Preoccupation with celebrities is numbing us
Published 11:17 am Friday, August 19, 2022
My career brought me in direct contact with more than a few famous people, but one seemed especially genuine.
I won’t name drop. The list includes a couple of presidents, but the one who made me feel he was interested in having a real conversation was B. B. King. Maybe it was the subject matter.
The music he made had no equal. I had listened to all of it for years, but we didn’t talk about “Lucille” or “The Thrill Is Gone.” Our minds were on picking cotton and playing juke joints in Arkansas and Mississippi.
For nearly an hour in the back of his bus, we talked about how we both grew up poor and how much we hated picking cotton. Both were motivators for us to see if we could find something better to do. Something better than snatching cotton from an open boll so fast that the pointed ends stabbed our fingers until they bled.
For me, it was writing; for him, making an electric guitar wail and moan while he sang the blues. Obviously, he was much better at what he did than I was at what I did.
Few people reading this ever picked cotton or know what a juke joint is.
The pay for picking cotton by hand in the ‘60s ranged from 2 to 4 cents per pound. A cloth bag made, naturally, of cotton came with a strap that the picker looped over his head and let rest on his shoulder. The strap came across your chest the way a seatbelt does today, and that’s how you pulled the bag, which ranged from 6 to 8 feet long, down the dirt middles between the rows of cotton.
Picking as fast as you possibly could, you worked to fill the bag, stopping briefly to pack it down. When not another handful would fit, you dragged it to the end of the row where a worker hoisted the strap up to the scale and lifted the tail end of the bag to the same point. Sliding a counterweight across the scale arm until it balanced, he then told you the weight and recorded it next to your name.
I believe the most I ever picked was 100 pounds at about 3 cents per pound. You can do the math.

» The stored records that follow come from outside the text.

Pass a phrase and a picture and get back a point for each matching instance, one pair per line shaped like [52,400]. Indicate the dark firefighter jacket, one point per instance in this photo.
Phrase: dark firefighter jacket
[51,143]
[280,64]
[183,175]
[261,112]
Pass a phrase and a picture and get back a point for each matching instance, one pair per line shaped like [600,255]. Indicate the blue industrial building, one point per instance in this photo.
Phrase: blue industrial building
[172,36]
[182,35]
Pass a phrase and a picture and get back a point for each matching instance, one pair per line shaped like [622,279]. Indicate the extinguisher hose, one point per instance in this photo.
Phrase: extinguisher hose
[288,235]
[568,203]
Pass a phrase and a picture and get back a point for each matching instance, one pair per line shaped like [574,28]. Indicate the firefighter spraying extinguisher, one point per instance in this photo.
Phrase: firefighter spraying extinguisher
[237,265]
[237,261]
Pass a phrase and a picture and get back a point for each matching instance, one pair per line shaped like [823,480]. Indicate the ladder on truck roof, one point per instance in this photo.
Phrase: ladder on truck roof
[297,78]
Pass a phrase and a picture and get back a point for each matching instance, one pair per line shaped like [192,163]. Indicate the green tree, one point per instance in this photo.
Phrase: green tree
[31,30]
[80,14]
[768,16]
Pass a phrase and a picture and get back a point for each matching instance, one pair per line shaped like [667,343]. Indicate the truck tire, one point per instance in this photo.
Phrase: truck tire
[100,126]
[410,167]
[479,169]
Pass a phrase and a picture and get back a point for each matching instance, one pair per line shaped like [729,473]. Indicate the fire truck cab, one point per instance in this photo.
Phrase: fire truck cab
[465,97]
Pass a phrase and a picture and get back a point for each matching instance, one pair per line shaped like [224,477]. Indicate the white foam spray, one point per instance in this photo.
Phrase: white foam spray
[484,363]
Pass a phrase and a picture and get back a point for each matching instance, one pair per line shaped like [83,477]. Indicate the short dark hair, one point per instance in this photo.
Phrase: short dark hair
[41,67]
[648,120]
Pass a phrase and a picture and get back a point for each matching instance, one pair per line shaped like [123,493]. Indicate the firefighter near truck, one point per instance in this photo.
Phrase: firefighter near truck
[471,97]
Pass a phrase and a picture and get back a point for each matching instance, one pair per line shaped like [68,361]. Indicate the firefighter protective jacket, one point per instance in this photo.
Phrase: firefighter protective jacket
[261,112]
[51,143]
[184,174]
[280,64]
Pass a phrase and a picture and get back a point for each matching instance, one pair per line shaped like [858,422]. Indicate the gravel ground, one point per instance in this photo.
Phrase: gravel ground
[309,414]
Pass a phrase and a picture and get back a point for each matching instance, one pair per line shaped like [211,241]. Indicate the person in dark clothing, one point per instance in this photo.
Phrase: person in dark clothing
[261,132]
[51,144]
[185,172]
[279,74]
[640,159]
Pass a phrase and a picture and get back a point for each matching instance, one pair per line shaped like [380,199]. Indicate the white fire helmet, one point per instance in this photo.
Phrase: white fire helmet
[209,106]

More memorable to him were juke joints, little side-of-the-road or across-the-tracks places where on Saturday nights guitars were picked and cotton was forgotten. Blues were played, liquor was consumed and feet danced in little shacks filled with laughter and stories.
When I told B.B. about the little Delta town in Arkansas where I grew up, his eyes twinkled. He said he knew it well, then he sounded off the names of nearly a dozen other towns near it, some not even big enough to have more than a weathered country store and a paintless juke joint with a toilet out back.
He had played all those little country towns, not making a sack full of money but making more than he made picking a sackful of cotton.
When I read or hear about Tom Brady receiving pandemic funds, or professional golfers taking money from Saudi Arabian killers or reality TV shows and TikTok making some rich for no reason other than people will watch and advertisers want those eyeballs, I realize that America’s preoccupation with celebrities has numbed us. It has changed our values and dulled our senses.
We don’t seem to know the merit of dragging a sack to the end of the row and lifting it onto the scale to see what we will get. To see what toiling has gotten us. What we have earned.